Bei meinen Therapeuten würde ich nichtmal Nachlässigkeit unterstellen, ich glaube, die haben sich tatsächlich viele Gedanken gemacht, nur lief es von Anfang an völlig schief und ich wurde immer wehrloser dabei, und das halt halt keiner bemerkt. So ein therapeutisches Team (in meiner Klinik hatten die jeden Tag eine gemeinsame Sitzung und haben sich über alles, was passiert war, engmaschig ausgetauscht) hat einfach eine verdammt starke Position gegen die man als Einzelner oft sehr schlecht ankommen kann.
Ich möchte demnächst wieder eine Therapie beginnen und hoffe, daß das mir auch hilft, die Wunden, die noch da sind, verheilen zu lassen.


@Emily
ja, das habe ich mir halt auch schon überlegt. Ich glaube, wenn ich meiner Einzeltherapeutin mitteilen würde, wie ich mich in der Klinik gefühlt habe, würde sie - wenn sie sich überhaupt die Zeit nähme - dagegen argumentieren, sie würde sich ganz sicher nicht gegen ihre Kollegen stellen. Das wäre für mich dann nur eine erneute Kränkung. Und was den Bericht angeht, der Gruppentherapeut ist inzwischen pensioniert, so daß eine Beschwerde ihn nicht mehr erreichen würde. Außerdem hätte ich die Möglichkeit gehabt, den Bericht mit ihm gemeinsam zu lesen, um evtl. noch etwas zu korrigieren, bevor er rausgeht. Das habe ich nicht genutzt, weil die Klinik einmal sehr weit weg und die Fahrt mir zu teuer war, zum anderen, weil ich nicht mit ihm allein in einem Raum sein wollte. Also Chance vertan. Zum Glück liegt es in meiner Hand, wer - außer meinem Psychiater - diesen Bericht überhaupt zu lesen kriegt.

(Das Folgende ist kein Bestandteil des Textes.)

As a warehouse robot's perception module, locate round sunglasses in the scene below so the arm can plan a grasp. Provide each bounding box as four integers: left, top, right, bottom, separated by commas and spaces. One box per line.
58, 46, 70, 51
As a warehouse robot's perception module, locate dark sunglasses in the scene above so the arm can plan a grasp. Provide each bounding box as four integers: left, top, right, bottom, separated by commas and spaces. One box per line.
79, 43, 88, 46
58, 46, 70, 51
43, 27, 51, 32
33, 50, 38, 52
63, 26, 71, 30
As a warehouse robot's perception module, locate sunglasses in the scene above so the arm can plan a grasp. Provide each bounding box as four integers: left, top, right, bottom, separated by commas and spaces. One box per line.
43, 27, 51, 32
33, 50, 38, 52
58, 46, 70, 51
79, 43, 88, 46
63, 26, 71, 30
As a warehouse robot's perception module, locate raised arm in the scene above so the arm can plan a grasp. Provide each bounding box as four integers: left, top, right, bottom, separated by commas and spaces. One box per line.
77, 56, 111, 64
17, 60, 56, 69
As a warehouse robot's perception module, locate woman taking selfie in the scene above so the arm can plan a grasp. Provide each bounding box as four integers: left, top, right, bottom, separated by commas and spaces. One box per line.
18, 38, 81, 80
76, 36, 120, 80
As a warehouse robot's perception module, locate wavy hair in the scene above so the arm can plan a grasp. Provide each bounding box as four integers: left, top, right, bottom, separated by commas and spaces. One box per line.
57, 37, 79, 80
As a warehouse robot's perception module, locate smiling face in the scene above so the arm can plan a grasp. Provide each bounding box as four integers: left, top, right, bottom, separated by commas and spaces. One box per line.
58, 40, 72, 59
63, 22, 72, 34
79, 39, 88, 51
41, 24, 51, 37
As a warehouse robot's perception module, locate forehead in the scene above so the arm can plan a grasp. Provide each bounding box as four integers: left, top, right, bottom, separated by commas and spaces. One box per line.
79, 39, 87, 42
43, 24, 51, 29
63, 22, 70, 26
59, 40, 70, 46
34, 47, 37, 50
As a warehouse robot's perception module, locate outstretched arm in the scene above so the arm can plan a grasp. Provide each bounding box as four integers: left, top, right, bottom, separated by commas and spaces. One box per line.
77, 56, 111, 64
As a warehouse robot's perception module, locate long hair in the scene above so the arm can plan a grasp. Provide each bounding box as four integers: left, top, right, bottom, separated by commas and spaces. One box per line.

lieben Gruß an Euch beide,
Regenwolke
herrenalb
Beiträge: 50
Registriert: 11. Mai 2006, 22:57

Re: Ungute Klinikerfahrungen

Beitrag von herrenalb »

Hallo Regenwolke,
in was für einer Klinik warst du denn?
Liebe grüße
Gabi
Regenwolke
Beiträge: 2214
Registriert: 15. Apr 2006, 12:46

Re: Ungute Klinikerfahrungen

Beitrag von Regenwolke »

Hallo Gabi,

bitte hab Verständnis dafür, daß ich das nicht öffentlich sagen möchte. Einmal ginge mir damit ein Stück meiner Anonymität verloren, zum anderen möchte ich aber auch nicht die Klinik schlechtmachen, viele meiner Mitpatienten haben dort eine gute Therapie erhalten.